I took 5 days when my dad died, and so did my brother. For us, we both felt getting back into our routine would be better than sitting at home with a lot of time to think. We also knew he was dying for 9 months and although it was sudden at the end, we knew he was dying and so it wasn’t a shock. Everyone is different though, take what time you need.

Buddhalover · 27/02/2025 08:47

So sorry for your loss, it's an absolutely agonising time. How much time you have off work, will depend on your own coping mechanism. When my DF died, I was an absolute mess. He actually died on the operating table, which was a huge shock! but I was only entitled to 3 days leave with pay. My employers were not at all sympathetic. I returned to work and should have gone sick. My DS was working for the NHS and was off for a month. Which in hindesite, so should I. When my DM died, again, unexpectedly, I was given as much time as I needed and I took it. Go sick if you need to is my advice. There is a rollercoaster of emotions to navigate and coping with work alongside that is challenging and emotionally exhausting.
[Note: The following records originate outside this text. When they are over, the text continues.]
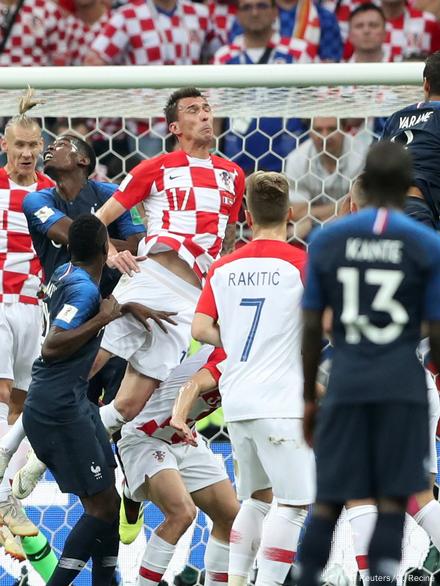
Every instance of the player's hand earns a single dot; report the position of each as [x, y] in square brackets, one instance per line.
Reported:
[183, 430]
[143, 313]
[309, 421]
[110, 309]
[125, 262]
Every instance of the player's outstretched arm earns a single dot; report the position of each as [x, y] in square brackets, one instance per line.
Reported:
[206, 330]
[201, 382]
[311, 352]
[62, 343]
[142, 314]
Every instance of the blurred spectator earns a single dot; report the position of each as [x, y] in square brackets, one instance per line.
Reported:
[367, 34]
[154, 32]
[409, 31]
[90, 17]
[323, 167]
[222, 14]
[261, 143]
[34, 33]
[309, 21]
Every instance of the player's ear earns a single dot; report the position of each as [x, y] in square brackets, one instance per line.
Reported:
[426, 87]
[174, 128]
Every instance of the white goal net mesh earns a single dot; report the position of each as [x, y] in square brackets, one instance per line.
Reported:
[318, 135]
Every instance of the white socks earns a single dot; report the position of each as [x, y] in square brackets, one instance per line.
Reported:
[279, 543]
[157, 556]
[429, 519]
[111, 418]
[362, 520]
[216, 562]
[245, 539]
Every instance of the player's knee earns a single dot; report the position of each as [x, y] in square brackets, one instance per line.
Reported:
[128, 406]
[181, 514]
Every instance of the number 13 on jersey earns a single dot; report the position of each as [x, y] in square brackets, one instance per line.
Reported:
[388, 282]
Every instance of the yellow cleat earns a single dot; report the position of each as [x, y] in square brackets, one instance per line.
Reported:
[129, 531]
[11, 544]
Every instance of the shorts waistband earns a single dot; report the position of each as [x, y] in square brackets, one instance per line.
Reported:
[170, 280]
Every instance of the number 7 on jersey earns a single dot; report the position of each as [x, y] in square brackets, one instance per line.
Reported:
[258, 303]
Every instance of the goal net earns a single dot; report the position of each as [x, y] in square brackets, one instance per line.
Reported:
[314, 122]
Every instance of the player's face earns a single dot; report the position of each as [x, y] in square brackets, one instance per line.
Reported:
[23, 146]
[367, 31]
[194, 121]
[326, 136]
[61, 155]
[256, 16]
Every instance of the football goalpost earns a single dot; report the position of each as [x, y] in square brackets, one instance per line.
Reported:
[120, 110]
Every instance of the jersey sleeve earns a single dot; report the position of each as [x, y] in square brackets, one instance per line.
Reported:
[239, 192]
[207, 304]
[137, 184]
[80, 303]
[125, 226]
[314, 297]
[40, 211]
[214, 359]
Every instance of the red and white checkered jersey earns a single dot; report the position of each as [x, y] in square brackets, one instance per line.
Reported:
[283, 49]
[254, 294]
[140, 34]
[155, 417]
[37, 36]
[20, 269]
[188, 203]
[411, 33]
[80, 36]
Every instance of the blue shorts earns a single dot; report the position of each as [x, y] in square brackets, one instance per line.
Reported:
[371, 450]
[78, 453]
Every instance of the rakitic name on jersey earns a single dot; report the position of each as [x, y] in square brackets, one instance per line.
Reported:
[255, 278]
[374, 250]
[406, 121]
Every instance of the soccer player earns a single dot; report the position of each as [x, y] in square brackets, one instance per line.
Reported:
[417, 128]
[62, 425]
[161, 467]
[250, 305]
[379, 273]
[69, 160]
[423, 507]
[20, 312]
[191, 199]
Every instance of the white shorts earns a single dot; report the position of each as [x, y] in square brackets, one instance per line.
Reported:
[144, 456]
[272, 453]
[20, 341]
[154, 353]
[434, 412]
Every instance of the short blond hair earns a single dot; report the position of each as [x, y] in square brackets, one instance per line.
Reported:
[267, 197]
[26, 103]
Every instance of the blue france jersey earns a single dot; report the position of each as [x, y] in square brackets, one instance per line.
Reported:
[58, 391]
[418, 128]
[379, 272]
[44, 208]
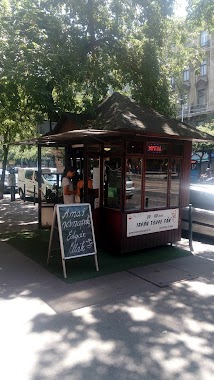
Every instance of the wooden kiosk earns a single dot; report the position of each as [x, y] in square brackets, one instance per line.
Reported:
[140, 164]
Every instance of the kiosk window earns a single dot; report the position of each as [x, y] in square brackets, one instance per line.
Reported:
[112, 180]
[156, 183]
[133, 183]
[175, 183]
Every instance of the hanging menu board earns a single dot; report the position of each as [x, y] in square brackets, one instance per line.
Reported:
[76, 232]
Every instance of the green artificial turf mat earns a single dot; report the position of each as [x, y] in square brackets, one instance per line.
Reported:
[34, 245]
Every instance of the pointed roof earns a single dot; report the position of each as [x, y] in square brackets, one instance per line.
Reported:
[119, 113]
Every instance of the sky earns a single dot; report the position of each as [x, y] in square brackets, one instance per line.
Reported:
[180, 6]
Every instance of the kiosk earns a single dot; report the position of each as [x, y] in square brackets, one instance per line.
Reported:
[140, 164]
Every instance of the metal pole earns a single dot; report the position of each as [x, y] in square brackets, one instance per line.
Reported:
[190, 228]
[39, 186]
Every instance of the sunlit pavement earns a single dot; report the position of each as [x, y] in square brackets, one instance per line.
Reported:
[113, 327]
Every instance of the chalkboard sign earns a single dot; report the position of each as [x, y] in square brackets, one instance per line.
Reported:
[76, 232]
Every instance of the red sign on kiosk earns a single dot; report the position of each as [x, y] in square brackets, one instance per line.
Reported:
[157, 148]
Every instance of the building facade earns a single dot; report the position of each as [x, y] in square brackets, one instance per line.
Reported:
[197, 106]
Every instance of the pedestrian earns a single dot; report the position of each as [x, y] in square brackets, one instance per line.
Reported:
[80, 191]
[68, 186]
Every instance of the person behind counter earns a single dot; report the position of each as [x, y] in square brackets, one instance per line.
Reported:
[80, 189]
[67, 186]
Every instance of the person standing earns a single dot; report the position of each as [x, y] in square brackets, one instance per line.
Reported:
[67, 186]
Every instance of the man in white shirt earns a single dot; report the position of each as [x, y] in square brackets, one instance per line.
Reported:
[67, 186]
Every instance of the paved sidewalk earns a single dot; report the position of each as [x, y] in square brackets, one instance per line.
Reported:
[149, 323]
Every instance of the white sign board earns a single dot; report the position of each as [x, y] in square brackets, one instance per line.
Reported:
[153, 221]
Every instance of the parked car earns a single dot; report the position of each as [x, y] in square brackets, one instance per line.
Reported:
[7, 182]
[28, 183]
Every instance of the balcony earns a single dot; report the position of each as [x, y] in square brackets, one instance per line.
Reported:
[189, 111]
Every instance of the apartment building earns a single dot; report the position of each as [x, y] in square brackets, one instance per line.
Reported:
[197, 105]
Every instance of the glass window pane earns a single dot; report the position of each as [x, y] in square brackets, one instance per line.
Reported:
[157, 148]
[177, 149]
[156, 183]
[133, 183]
[110, 148]
[175, 183]
[112, 182]
[135, 147]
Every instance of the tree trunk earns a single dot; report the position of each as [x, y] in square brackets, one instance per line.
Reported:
[4, 165]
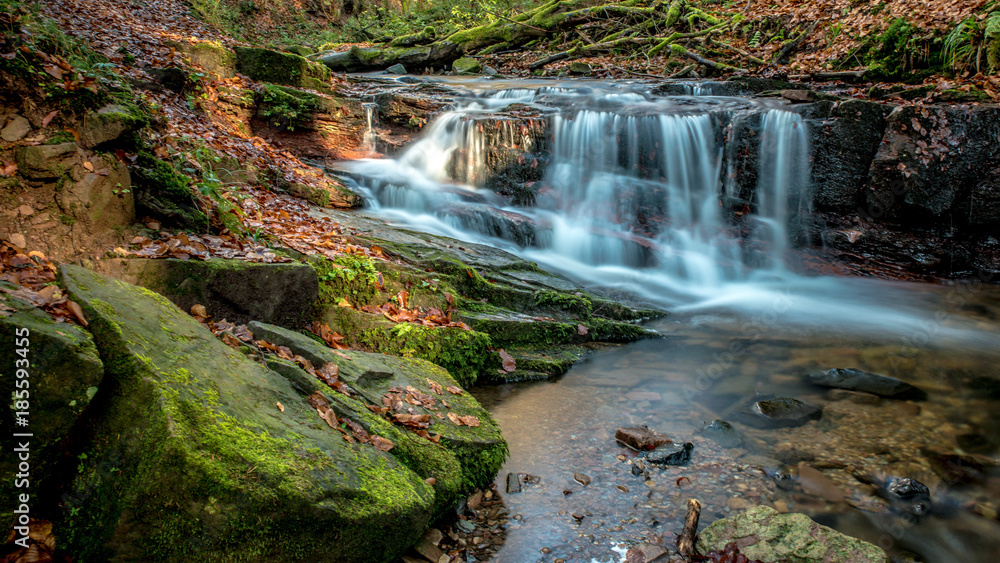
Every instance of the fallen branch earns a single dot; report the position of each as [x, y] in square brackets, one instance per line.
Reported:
[782, 56]
[702, 60]
[686, 541]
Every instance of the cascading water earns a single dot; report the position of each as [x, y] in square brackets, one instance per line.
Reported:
[633, 181]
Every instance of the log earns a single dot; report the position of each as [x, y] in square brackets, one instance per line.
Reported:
[689, 534]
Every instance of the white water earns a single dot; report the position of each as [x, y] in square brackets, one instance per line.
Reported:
[631, 200]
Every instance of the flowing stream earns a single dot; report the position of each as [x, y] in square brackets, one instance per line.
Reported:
[631, 193]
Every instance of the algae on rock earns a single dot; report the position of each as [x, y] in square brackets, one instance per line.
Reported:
[188, 452]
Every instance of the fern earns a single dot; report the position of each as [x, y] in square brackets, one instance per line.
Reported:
[960, 45]
[991, 38]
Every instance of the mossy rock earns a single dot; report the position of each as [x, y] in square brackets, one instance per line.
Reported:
[189, 455]
[762, 533]
[64, 372]
[235, 290]
[480, 450]
[265, 65]
[466, 65]
[212, 56]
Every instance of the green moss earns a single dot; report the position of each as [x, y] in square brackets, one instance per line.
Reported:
[287, 108]
[464, 353]
[347, 277]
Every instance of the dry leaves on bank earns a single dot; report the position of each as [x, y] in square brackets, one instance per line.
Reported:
[185, 246]
[34, 278]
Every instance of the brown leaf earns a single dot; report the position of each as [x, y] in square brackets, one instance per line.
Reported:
[48, 118]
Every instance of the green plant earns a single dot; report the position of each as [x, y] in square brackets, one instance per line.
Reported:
[973, 42]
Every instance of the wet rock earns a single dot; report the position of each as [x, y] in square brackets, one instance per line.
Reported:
[646, 553]
[857, 380]
[47, 162]
[909, 493]
[671, 454]
[782, 412]
[466, 65]
[513, 483]
[640, 437]
[235, 290]
[15, 129]
[762, 533]
[722, 433]
[65, 373]
[172, 78]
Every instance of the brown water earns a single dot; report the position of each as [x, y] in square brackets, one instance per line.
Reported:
[710, 366]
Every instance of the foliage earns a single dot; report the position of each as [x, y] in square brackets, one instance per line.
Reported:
[973, 42]
[287, 108]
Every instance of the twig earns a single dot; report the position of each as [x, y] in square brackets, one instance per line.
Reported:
[782, 56]
[686, 541]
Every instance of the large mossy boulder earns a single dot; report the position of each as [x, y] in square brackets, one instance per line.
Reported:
[265, 65]
[194, 451]
[63, 373]
[762, 533]
[235, 290]
[481, 450]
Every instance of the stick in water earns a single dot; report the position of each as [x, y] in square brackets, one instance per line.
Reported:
[686, 541]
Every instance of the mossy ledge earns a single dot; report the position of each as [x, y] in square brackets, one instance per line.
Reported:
[185, 451]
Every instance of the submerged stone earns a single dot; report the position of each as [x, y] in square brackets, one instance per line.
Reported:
[671, 454]
[207, 463]
[857, 380]
[782, 412]
[762, 533]
[722, 433]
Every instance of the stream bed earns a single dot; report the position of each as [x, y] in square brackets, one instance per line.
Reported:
[692, 203]
[711, 366]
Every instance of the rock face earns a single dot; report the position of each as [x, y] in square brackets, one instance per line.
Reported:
[782, 412]
[480, 450]
[762, 533]
[857, 380]
[195, 449]
[235, 290]
[265, 65]
[64, 374]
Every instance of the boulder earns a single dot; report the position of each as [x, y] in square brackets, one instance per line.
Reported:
[234, 290]
[99, 199]
[466, 65]
[15, 129]
[212, 56]
[265, 65]
[844, 138]
[64, 373]
[857, 380]
[782, 412]
[938, 164]
[762, 533]
[480, 450]
[47, 162]
[196, 451]
[110, 123]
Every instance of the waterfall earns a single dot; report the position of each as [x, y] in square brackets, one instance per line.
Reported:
[633, 182]
[370, 137]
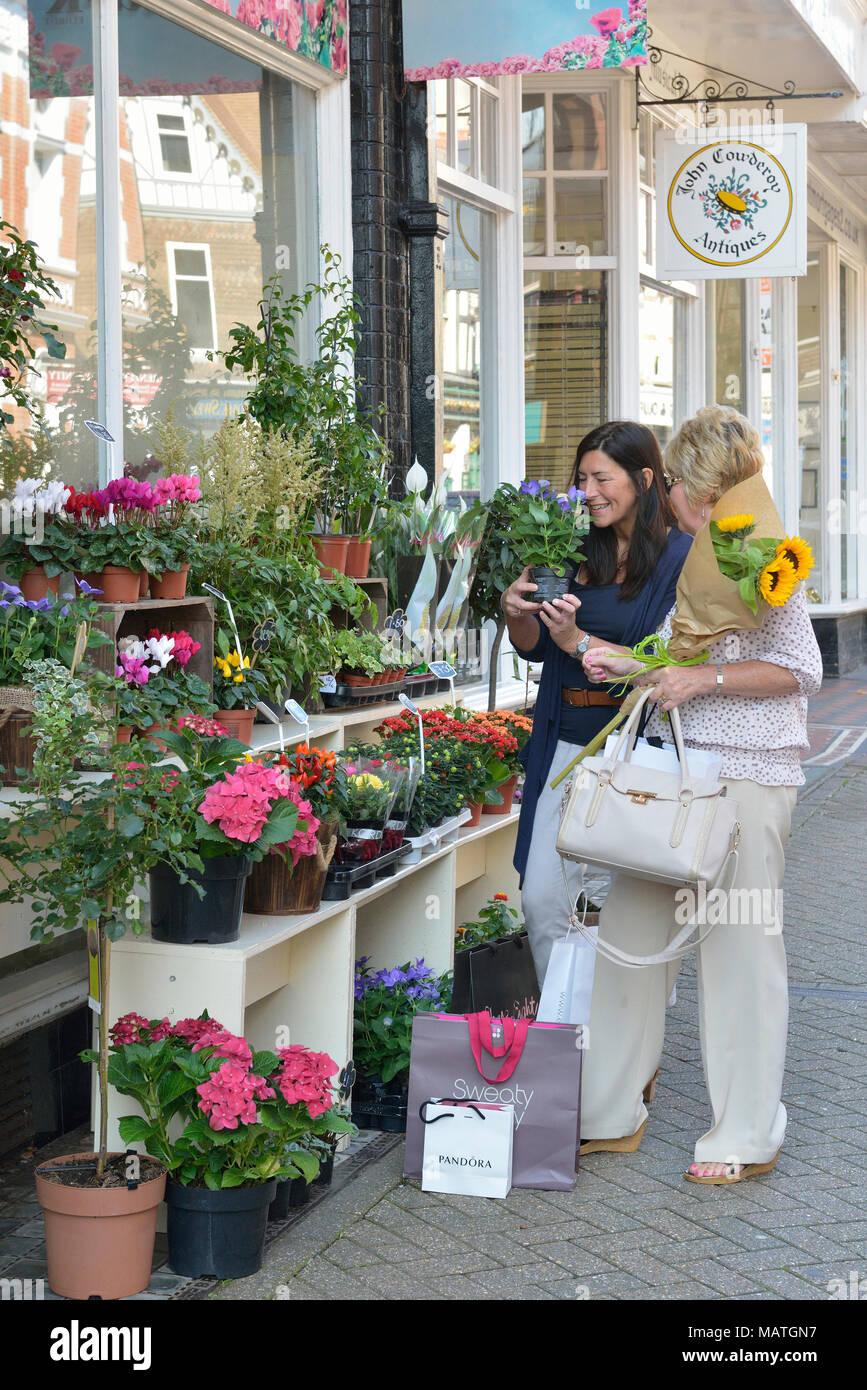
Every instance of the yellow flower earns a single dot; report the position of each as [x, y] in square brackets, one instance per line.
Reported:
[777, 581]
[798, 553]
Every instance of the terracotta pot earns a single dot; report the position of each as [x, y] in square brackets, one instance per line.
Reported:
[35, 584]
[118, 584]
[172, 585]
[99, 1240]
[17, 748]
[275, 887]
[357, 560]
[331, 553]
[506, 791]
[238, 723]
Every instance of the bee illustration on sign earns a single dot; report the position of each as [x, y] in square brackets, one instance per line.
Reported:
[731, 203]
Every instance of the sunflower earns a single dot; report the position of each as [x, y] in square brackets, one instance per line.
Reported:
[798, 553]
[737, 523]
[777, 581]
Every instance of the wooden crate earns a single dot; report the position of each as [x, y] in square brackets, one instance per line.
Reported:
[191, 615]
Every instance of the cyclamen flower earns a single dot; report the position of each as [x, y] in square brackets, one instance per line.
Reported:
[179, 487]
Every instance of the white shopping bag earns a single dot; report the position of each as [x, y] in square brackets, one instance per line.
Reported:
[467, 1148]
[568, 982]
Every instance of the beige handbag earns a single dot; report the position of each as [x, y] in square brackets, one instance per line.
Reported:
[663, 826]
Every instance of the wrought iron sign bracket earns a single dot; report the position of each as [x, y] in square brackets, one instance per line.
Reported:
[713, 91]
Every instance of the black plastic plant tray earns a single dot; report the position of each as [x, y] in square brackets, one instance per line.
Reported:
[343, 879]
[353, 697]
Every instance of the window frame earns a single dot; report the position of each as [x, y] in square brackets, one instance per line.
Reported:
[334, 181]
[196, 353]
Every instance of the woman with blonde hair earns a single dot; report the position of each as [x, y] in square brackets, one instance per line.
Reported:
[748, 705]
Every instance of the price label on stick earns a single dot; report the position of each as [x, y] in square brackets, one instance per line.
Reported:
[100, 431]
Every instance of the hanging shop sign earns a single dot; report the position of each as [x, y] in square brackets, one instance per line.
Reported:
[731, 207]
[488, 38]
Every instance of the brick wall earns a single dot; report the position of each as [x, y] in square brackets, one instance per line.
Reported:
[380, 195]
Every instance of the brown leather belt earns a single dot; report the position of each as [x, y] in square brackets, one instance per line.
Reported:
[582, 698]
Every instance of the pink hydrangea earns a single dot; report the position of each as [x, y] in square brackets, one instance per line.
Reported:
[241, 801]
[229, 1096]
[128, 1029]
[191, 1030]
[304, 1077]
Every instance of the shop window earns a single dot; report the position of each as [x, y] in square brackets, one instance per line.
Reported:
[564, 152]
[225, 154]
[724, 320]
[849, 498]
[566, 367]
[466, 124]
[174, 143]
[193, 293]
[467, 309]
[809, 424]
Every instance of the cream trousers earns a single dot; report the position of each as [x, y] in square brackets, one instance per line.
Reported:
[742, 995]
[543, 895]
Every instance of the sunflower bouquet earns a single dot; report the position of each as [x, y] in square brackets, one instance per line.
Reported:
[762, 567]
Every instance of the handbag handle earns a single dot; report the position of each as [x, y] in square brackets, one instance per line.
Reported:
[512, 1047]
[628, 734]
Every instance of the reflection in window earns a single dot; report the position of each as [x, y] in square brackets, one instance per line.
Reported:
[564, 367]
[809, 424]
[656, 367]
[197, 249]
[470, 241]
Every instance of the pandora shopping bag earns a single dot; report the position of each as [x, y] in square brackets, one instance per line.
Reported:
[467, 1148]
[532, 1066]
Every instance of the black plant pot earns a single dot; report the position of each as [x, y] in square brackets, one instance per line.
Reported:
[378, 1104]
[179, 915]
[218, 1235]
[291, 1191]
[550, 585]
[325, 1175]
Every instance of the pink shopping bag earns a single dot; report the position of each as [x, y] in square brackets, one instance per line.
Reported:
[532, 1066]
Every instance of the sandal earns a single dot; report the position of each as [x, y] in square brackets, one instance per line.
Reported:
[627, 1144]
[723, 1180]
[650, 1087]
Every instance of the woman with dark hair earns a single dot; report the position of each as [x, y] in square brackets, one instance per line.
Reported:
[620, 594]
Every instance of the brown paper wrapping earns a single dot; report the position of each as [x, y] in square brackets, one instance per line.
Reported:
[709, 603]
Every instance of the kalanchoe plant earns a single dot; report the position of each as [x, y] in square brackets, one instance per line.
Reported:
[214, 1111]
[495, 920]
[386, 1001]
[238, 683]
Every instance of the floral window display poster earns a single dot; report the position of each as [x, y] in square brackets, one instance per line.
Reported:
[488, 38]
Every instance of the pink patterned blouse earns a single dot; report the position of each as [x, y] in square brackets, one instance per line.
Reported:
[759, 737]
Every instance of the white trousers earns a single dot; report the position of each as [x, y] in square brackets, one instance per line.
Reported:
[742, 997]
[543, 897]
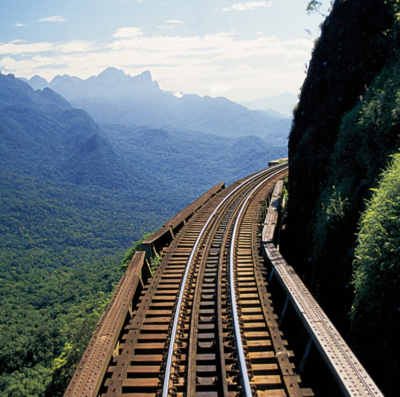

Purplecatshopaholic · 27/02/2025 08:50

I’m so sorry. Your policy will tell you - it’s probably 5 days max. You’ll need more - take it as sick leave. That’s common and what they will expect so don’t worry about it. Take care of yourself, things will take time to sink in.

excluded57 · 27/02/2025 08:50

I am so so sorry for your loss, my dad died 13 years ago, and I lost my mum 10 months ago. It is so hard, I have no words of advice. I am self employed and when my mum became ill I stopped taking on work. I am still nowhere near back to working as much as I did before. Please look after yourself and try and take some time off, I didn't when my dad died, he passed away 5 days before we were moving house, we had exchanged so had to carry on with it. At the time I thought I was glad of the distraction but looking back I don't know how I got through those days and got pretty ill not long afterwards, a build up of everything. Take care, sending love to you at this sad time xx

noctilucentcloud · 27/02/2025 08:53

I'm sorry about your dad. I can't comment on the work side, but for your uni course please let someone know what's happened eg your personal tutor. They'll be able to put things in place for any future assignments.